That COX-2 upregulation in MCs paralleled that of the EMT inducer Snail prompted us to analyze whether it could play a role in the transdifferentiation process of these cells; however, in vitro experiments demonstrated that inhibition of COX-2 did not prevent TGF-β plus IL-1–induced EMT of MCs and did not affect the expression of EMT-associated molecules. In contrast, it was recently shown that in MCs stimulated with high glucose, the inhibition of COX-2 prevented TGF-β and ECM upregulation.22 An explanation to these apparent discrepancies could be that the inhibition of COX-2 in vitro prevents the indirect effect of high glucose on ECM production, via inhibition of TGF-β synthesis,22 but not the direct effect of inflammatory cytokines on the EMT of MCs.

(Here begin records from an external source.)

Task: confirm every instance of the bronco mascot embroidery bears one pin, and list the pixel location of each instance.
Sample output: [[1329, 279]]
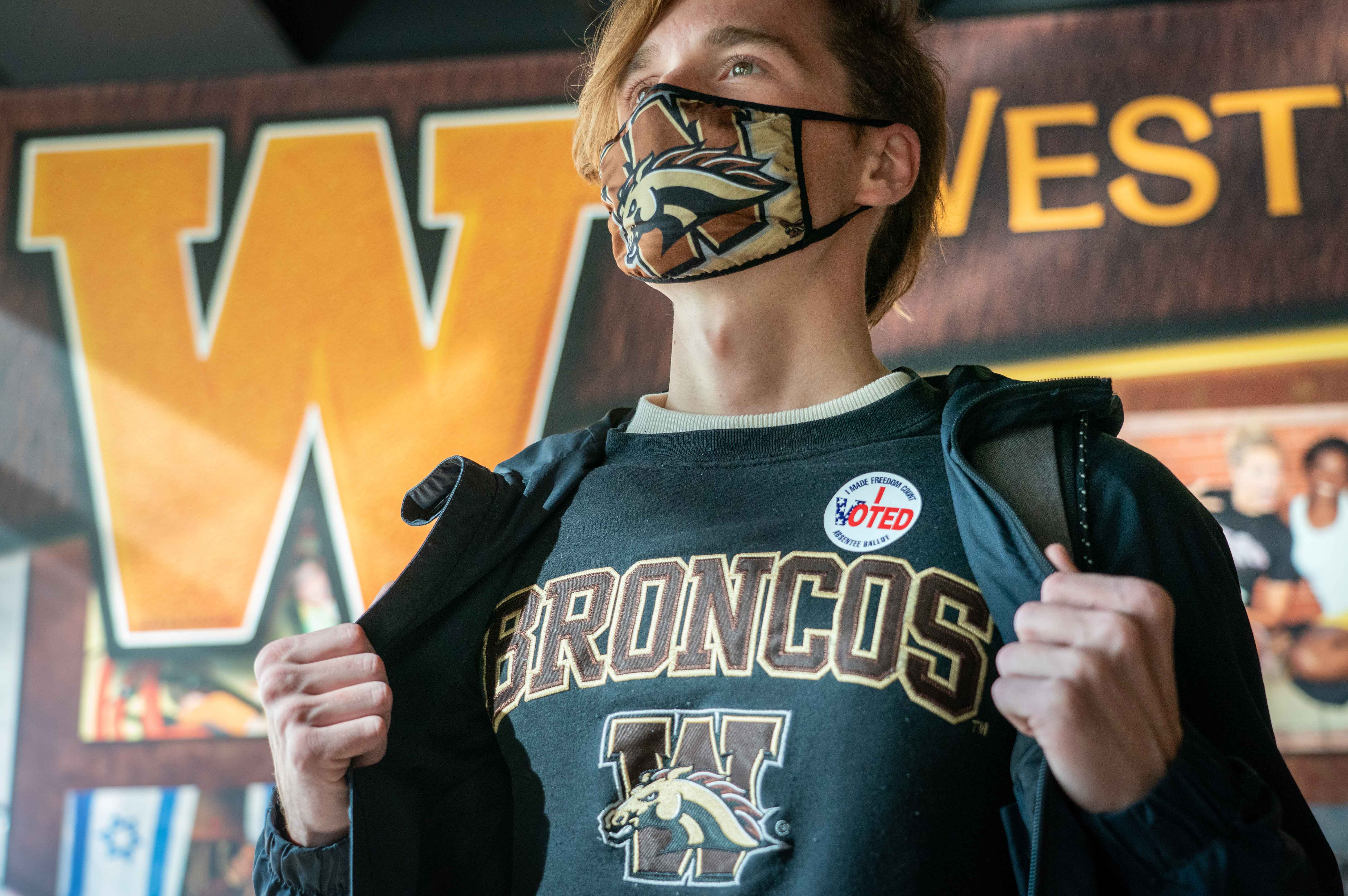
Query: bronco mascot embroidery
[[692, 190], [702, 810]]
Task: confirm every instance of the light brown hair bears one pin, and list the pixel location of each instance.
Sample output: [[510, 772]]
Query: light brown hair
[[892, 76]]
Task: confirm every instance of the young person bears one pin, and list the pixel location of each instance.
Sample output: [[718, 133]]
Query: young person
[[1319, 659], [1260, 541], [747, 634]]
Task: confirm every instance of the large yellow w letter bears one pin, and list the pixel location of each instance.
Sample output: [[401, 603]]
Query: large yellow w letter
[[319, 339]]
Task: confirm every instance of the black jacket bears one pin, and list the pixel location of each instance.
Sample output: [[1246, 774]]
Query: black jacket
[[1227, 818]]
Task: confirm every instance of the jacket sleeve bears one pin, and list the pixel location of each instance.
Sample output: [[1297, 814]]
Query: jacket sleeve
[[282, 868], [1227, 817]]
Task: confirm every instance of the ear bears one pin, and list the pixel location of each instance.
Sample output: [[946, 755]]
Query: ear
[[892, 159]]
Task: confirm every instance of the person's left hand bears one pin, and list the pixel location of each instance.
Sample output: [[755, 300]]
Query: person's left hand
[[1093, 681]]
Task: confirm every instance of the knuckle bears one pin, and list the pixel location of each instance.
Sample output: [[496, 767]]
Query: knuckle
[[1062, 697], [373, 667], [272, 654], [1090, 667], [351, 636], [292, 713], [272, 685], [1126, 638], [381, 696]]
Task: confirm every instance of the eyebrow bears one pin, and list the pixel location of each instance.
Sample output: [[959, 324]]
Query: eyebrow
[[725, 37], [734, 34]]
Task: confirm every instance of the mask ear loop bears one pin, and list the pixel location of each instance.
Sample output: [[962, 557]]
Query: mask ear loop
[[799, 149], [807, 219]]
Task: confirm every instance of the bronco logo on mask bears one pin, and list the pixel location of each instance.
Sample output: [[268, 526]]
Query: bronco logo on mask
[[691, 808], [698, 185]]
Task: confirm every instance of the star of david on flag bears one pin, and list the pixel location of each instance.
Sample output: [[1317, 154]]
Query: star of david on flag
[[126, 841]]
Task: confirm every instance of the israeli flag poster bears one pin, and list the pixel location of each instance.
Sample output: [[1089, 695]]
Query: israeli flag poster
[[126, 841]]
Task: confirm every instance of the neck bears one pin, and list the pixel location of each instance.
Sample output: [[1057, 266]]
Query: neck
[[778, 337], [1243, 504]]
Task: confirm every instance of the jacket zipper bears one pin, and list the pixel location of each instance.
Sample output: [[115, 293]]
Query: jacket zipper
[[1035, 833], [1047, 569], [1041, 561]]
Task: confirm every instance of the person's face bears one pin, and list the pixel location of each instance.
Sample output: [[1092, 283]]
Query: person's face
[[1328, 474], [769, 52], [1257, 482]]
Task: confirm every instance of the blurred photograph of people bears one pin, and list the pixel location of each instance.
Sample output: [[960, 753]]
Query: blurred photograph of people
[[1319, 523], [1261, 542]]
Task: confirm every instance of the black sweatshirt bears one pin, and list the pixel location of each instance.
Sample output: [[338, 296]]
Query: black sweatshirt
[[776, 630], [436, 814]]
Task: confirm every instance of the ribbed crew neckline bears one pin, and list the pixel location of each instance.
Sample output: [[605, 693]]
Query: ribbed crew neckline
[[913, 410], [653, 418]]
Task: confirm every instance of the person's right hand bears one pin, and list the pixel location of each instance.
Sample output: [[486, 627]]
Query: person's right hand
[[328, 703]]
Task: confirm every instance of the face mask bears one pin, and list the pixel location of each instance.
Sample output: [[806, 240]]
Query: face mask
[[699, 186]]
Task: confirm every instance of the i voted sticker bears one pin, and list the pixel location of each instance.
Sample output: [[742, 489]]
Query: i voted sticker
[[871, 511]]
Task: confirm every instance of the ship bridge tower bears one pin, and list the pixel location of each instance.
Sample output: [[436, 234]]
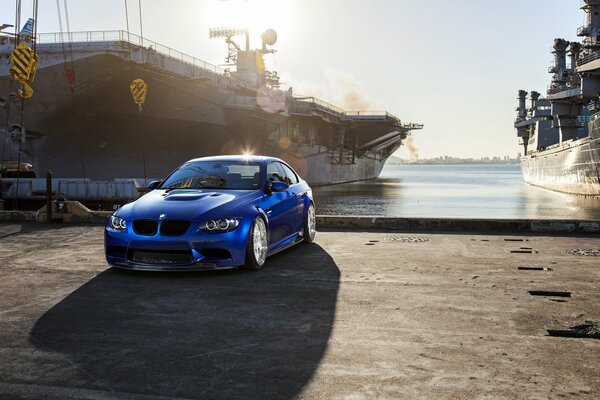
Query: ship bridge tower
[[590, 31], [559, 70], [249, 63], [574, 53], [522, 129]]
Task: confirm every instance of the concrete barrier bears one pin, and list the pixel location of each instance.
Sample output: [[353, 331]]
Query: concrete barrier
[[75, 212]]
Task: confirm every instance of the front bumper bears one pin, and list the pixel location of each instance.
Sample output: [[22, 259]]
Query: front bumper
[[156, 267], [194, 251]]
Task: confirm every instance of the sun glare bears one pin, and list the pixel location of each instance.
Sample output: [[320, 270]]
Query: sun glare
[[256, 15]]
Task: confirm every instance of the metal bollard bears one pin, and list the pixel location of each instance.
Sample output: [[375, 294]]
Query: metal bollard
[[49, 196]]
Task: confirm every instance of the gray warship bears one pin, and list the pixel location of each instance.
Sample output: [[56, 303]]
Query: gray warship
[[82, 123], [560, 133]]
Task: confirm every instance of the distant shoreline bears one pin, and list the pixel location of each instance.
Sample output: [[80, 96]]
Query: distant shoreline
[[454, 161]]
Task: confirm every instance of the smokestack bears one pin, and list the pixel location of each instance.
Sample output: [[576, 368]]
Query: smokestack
[[534, 98], [522, 112], [592, 21], [560, 58], [574, 51]]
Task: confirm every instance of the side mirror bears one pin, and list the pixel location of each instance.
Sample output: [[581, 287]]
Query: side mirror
[[277, 187], [154, 184]]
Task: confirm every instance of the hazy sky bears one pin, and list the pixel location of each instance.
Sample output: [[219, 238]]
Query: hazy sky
[[454, 66]]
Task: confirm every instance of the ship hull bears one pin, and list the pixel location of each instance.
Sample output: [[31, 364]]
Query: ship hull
[[573, 167], [92, 129]]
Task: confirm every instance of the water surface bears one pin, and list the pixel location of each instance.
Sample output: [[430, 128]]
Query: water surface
[[452, 191]]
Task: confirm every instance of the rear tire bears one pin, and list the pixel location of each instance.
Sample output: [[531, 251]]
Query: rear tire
[[310, 224], [256, 249]]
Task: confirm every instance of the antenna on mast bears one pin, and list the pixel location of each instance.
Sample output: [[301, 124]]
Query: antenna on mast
[[233, 47]]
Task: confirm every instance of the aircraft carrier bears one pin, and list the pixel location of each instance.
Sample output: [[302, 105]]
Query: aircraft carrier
[[82, 123], [560, 133]]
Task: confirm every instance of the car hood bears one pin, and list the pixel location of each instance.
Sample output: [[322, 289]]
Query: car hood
[[191, 205]]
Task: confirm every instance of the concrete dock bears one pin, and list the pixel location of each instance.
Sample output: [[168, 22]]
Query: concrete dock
[[356, 315]]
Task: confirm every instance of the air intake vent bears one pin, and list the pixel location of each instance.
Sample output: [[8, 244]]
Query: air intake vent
[[161, 257], [174, 227], [145, 227]]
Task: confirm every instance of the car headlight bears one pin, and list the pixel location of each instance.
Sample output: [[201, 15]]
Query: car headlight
[[220, 225], [117, 223]]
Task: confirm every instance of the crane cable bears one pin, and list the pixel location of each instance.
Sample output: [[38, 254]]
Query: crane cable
[[69, 67], [23, 131], [12, 81]]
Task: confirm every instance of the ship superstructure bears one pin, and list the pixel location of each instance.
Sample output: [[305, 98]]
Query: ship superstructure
[[81, 122], [560, 132]]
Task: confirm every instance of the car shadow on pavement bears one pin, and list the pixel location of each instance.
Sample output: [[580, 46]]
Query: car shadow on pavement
[[223, 334]]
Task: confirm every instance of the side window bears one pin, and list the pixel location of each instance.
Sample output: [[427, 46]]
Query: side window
[[275, 173], [291, 175]]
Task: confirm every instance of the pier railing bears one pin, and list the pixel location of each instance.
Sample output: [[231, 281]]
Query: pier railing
[[127, 37]]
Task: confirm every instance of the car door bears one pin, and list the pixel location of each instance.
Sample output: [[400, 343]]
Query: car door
[[297, 196], [279, 206]]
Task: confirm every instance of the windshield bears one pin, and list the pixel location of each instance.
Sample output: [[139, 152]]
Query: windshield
[[234, 175]]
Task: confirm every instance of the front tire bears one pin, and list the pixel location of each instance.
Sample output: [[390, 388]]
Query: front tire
[[310, 224], [256, 249]]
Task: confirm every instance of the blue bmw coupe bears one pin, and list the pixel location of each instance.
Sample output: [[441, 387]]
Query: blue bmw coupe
[[213, 212]]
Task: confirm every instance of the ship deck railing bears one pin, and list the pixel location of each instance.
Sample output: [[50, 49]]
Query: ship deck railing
[[305, 104], [104, 37], [589, 58]]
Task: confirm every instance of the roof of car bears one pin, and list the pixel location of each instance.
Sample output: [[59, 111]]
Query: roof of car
[[250, 158]]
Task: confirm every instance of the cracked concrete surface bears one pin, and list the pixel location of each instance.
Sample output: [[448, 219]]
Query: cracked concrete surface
[[354, 316]]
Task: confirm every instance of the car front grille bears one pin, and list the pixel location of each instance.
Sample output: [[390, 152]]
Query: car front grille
[[145, 227], [161, 256], [174, 227]]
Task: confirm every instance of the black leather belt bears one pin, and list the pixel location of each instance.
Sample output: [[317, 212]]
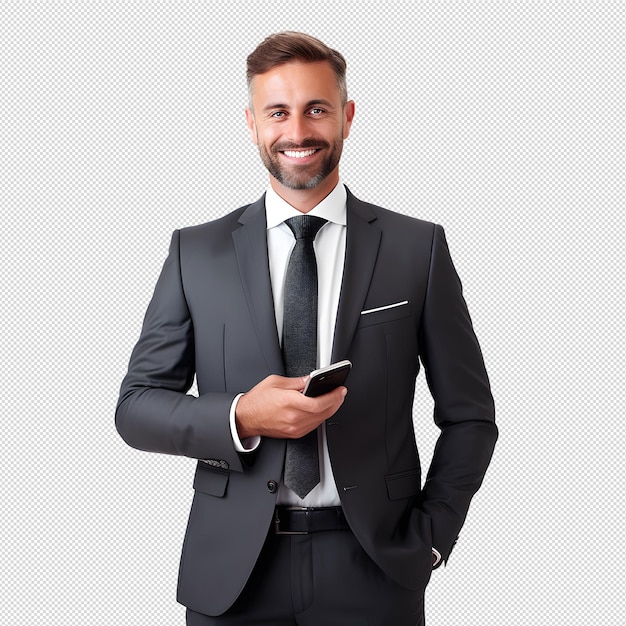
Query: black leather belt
[[302, 521]]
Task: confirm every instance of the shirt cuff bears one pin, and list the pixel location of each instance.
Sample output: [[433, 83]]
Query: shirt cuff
[[248, 444], [436, 558]]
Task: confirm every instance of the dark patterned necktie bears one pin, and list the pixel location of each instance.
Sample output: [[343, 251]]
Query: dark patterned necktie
[[300, 344]]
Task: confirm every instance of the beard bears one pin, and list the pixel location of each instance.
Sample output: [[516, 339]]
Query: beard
[[301, 176]]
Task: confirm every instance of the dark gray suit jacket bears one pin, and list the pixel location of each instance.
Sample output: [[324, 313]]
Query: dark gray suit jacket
[[212, 315]]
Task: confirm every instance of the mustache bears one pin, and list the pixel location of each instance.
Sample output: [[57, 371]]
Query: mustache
[[305, 144]]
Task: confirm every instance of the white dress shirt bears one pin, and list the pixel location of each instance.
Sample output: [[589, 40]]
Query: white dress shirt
[[330, 247]]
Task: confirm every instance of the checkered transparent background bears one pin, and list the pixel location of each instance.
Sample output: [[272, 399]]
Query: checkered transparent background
[[502, 121]]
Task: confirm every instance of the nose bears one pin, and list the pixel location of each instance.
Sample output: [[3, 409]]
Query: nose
[[298, 129]]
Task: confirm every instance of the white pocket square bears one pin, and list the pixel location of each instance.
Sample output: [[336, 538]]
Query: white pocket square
[[384, 308]]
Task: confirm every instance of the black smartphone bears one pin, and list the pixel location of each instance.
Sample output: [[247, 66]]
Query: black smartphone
[[327, 378]]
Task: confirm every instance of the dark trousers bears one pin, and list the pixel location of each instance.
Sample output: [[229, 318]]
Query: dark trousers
[[320, 579]]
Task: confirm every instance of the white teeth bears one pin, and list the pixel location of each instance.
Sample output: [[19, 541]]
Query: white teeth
[[299, 154]]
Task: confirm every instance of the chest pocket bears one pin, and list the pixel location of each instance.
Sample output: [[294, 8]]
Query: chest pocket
[[385, 314]]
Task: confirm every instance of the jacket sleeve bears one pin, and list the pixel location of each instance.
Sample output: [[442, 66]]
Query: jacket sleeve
[[154, 411], [463, 404]]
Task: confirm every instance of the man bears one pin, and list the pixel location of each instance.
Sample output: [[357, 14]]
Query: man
[[359, 546]]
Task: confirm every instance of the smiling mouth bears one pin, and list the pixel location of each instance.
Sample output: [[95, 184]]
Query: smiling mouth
[[299, 154]]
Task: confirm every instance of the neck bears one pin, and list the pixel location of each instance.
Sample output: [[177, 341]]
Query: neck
[[306, 199]]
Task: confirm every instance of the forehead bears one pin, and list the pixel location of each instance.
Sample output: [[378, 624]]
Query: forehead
[[294, 82]]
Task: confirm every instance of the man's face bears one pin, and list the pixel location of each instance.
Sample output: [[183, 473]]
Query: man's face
[[299, 124]]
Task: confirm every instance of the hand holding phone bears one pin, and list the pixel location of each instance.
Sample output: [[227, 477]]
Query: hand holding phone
[[327, 378]]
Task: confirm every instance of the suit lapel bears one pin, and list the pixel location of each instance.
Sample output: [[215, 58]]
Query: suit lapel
[[362, 243], [250, 243]]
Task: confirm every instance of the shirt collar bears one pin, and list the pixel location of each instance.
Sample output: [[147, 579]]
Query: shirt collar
[[331, 208]]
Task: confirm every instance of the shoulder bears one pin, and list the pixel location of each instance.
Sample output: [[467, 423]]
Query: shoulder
[[221, 229]]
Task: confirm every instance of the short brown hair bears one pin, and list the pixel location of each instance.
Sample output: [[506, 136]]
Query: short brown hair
[[287, 46]]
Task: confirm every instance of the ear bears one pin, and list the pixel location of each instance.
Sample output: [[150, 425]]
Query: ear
[[251, 125], [348, 112]]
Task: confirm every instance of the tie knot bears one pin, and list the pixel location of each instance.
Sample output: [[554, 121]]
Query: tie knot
[[305, 226]]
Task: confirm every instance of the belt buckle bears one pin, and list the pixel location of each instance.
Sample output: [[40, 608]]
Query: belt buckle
[[277, 529]]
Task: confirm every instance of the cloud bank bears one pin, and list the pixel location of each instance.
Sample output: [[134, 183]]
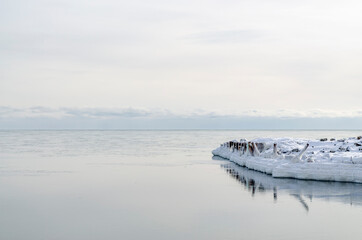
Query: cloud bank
[[133, 118]]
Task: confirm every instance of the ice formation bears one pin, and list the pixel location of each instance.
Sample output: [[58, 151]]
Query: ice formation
[[326, 160]]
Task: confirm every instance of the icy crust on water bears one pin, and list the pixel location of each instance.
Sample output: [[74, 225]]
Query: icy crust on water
[[326, 160]]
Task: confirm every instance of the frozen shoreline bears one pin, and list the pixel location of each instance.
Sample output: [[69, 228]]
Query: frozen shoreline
[[326, 160]]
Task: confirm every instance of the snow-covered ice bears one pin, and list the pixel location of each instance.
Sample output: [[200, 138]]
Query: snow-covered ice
[[323, 159]]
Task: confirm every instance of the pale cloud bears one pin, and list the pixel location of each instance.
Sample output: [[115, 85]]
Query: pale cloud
[[89, 59], [114, 113]]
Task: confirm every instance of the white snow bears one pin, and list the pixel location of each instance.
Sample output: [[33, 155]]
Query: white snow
[[330, 160]]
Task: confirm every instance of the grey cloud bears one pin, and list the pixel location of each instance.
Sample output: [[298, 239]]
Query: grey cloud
[[231, 36]]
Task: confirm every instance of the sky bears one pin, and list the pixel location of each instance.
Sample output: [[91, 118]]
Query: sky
[[180, 64]]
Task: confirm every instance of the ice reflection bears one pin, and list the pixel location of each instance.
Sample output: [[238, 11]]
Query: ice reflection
[[303, 191]]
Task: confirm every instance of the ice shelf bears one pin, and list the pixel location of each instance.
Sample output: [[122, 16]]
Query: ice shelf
[[323, 159]]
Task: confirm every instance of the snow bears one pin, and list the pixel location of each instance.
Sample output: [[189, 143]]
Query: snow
[[327, 160]]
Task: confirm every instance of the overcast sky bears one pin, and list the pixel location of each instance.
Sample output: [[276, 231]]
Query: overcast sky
[[189, 58]]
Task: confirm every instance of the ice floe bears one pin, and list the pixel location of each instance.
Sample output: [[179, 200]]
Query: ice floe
[[323, 159]]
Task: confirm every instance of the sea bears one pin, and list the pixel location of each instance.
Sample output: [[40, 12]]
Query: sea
[[123, 184]]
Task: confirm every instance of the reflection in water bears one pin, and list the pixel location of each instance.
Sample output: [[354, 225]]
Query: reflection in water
[[257, 182]]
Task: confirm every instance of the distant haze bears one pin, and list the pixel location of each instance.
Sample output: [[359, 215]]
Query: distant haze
[[180, 64]]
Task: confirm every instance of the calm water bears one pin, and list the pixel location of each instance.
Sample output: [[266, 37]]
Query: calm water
[[161, 185]]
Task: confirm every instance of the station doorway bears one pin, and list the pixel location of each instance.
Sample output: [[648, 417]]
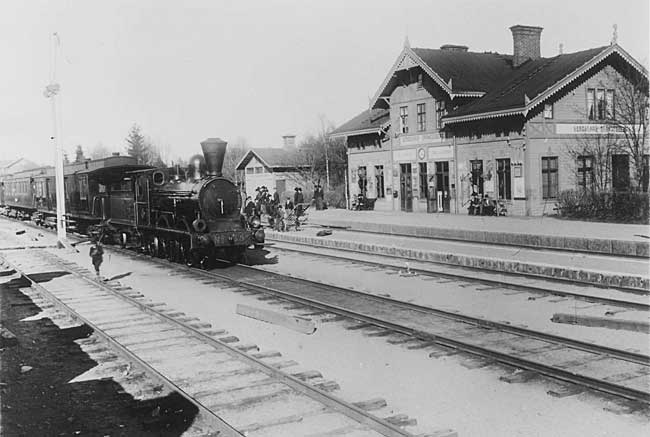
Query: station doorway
[[406, 188], [621, 172], [442, 186]]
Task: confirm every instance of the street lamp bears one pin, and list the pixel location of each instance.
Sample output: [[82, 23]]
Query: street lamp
[[51, 92]]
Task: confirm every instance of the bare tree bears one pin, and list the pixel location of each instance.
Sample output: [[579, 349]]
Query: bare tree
[[322, 158], [630, 117], [99, 151]]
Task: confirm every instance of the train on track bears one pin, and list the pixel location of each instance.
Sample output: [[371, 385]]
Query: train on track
[[188, 215]]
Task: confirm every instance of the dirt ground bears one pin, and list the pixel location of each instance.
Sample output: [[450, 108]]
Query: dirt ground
[[42, 402]]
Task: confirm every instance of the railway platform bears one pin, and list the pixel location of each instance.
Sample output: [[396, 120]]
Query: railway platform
[[601, 254], [542, 232]]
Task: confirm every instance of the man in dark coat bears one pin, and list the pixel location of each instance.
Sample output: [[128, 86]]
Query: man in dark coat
[[276, 197], [97, 256]]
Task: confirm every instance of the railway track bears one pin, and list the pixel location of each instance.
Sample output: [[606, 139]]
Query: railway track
[[464, 274], [443, 262], [581, 365], [240, 391]]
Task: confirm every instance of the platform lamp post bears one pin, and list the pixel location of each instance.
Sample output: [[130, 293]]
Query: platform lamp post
[[51, 92]]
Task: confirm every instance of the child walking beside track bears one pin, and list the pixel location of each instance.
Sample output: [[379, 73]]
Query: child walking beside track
[[97, 256]]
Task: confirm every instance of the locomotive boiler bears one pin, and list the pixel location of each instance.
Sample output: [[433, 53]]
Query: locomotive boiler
[[192, 216]]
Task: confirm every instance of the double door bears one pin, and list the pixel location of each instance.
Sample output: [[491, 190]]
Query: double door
[[406, 187]]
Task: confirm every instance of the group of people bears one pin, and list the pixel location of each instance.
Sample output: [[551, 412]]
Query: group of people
[[483, 205], [280, 215]]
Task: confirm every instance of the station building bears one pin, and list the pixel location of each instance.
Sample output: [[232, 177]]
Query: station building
[[283, 168], [446, 122]]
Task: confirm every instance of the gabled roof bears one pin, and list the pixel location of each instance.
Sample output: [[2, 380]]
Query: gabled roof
[[499, 88], [466, 71], [529, 82], [274, 158], [369, 121]]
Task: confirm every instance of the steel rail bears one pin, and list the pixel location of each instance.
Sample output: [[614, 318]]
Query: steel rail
[[550, 371], [547, 370], [575, 344], [512, 286], [359, 415], [554, 372], [215, 420]]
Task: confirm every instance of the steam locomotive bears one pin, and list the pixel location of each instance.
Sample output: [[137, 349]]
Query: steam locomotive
[[191, 215]]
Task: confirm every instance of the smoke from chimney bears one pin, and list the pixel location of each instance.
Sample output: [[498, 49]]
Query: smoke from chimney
[[289, 141], [214, 150], [526, 43]]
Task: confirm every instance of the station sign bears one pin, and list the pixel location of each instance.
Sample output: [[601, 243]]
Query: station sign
[[590, 129]]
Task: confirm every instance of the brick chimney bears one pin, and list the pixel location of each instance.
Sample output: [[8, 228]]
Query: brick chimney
[[526, 43], [289, 141]]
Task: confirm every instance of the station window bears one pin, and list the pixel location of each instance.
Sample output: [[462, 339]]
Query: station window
[[477, 175], [609, 104], [549, 177], [600, 104], [422, 117], [548, 110], [585, 171], [363, 180], [441, 111], [424, 177], [379, 177], [403, 119], [645, 175]]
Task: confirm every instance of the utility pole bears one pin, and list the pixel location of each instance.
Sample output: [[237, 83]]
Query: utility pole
[[51, 92]]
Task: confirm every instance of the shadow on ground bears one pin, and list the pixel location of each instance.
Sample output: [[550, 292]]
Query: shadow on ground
[[256, 257]]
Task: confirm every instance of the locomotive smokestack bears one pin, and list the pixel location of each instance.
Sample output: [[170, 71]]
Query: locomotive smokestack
[[214, 150]]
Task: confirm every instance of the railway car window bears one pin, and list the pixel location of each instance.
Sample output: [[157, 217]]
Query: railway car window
[[83, 187], [123, 185], [158, 178]]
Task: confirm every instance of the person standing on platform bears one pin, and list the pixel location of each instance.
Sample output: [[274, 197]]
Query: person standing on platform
[[276, 197]]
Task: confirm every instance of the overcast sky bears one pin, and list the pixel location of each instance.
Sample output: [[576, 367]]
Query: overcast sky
[[188, 70]]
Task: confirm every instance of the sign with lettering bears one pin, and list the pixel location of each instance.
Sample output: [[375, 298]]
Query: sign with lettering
[[421, 139], [589, 129], [404, 155], [440, 153]]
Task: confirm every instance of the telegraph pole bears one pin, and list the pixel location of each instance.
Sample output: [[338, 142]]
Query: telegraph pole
[[51, 92]]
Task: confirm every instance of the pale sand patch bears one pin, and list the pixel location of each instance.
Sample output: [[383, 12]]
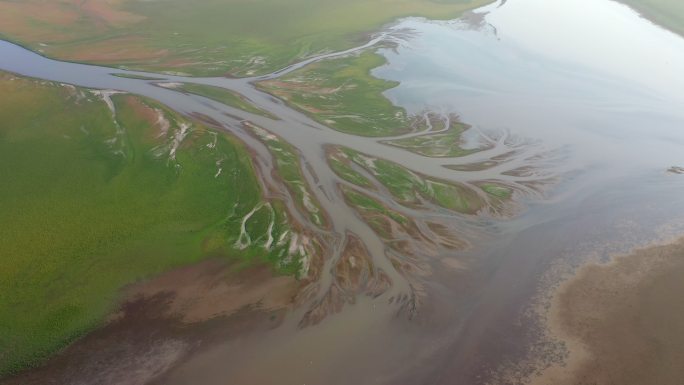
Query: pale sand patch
[[622, 323]]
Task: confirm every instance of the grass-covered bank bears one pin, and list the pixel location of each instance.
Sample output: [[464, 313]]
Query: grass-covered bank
[[209, 37], [92, 200], [668, 13]]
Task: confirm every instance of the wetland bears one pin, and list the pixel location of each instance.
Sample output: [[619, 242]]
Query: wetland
[[441, 202]]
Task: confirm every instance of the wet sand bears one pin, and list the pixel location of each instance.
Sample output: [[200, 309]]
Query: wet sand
[[163, 322], [621, 323]]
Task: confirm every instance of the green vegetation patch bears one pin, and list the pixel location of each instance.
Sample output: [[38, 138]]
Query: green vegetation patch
[[206, 37], [668, 13], [342, 94], [407, 186], [91, 202], [341, 164], [364, 202]]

We demonstrate that Celecoxib treatment preserves the PM of PD fluid–instilled mice. Because inflammation is an early response of peritoneum to PD fluid–mediated insult, the beneficial effect of Celecoxib could be a consequence of its anti-inflammatory properties.9 It is known that tissue injuries in adult mammals caused by traumas or surgeries induce inflammation and scar formation as a consequence of an imperfect healing process.23 In contrast, during the fetal period or soon after birth, injury-induced inflammatory response is weak and the healing takes place without scar formation.23 In addition, it has been shown that mice deficient in macrophages, neutrophils, and mast cells (PU.1 null mice) are impaired to mount a standard inflammatory response and show scar-free healing.24 Thus, the participation of inflammation in tissue repair does not seem to be essential.25 It is tempting to speculate that the inhibition of inflammation, by Celecoxib treatment, contributes to the reduction of peritoneal fibrosis in mice exposed to PD fluid. Our data indicate that PD fluid–induced angiogenesis is only slightly reduced in mice treated with Celecoxib. This may be explained by the fact that not only inflammatory cells but also injured MCs are able to produce different proangiogenic factors26,27; therefore, whereas Celecoxib treatment may block the production of angiogenic factors by inflammatory cells, it has no effect on the synthesis of these factors by MCs. In addition, under stress conditions, resident peritoneal fibroblasts may account for the production of angiogenic factors.28,29 The partial recovery of PM function in animals exposed to PD fluid and treated with Celecoxib might be explained by the inhibition of PGE2 synthesis, which results in decreased vascular permeability.8 Our findings are further supported by the fact that mice exposed to low-GDP fluid, which does not induce EMT of MCs and COX-2 expression in vitro, show fewer infiltrating inflammatory cells and decreased fibrosis than mice treated with standard fluid, demonstrating the benefit of using biocompatible PD solutions.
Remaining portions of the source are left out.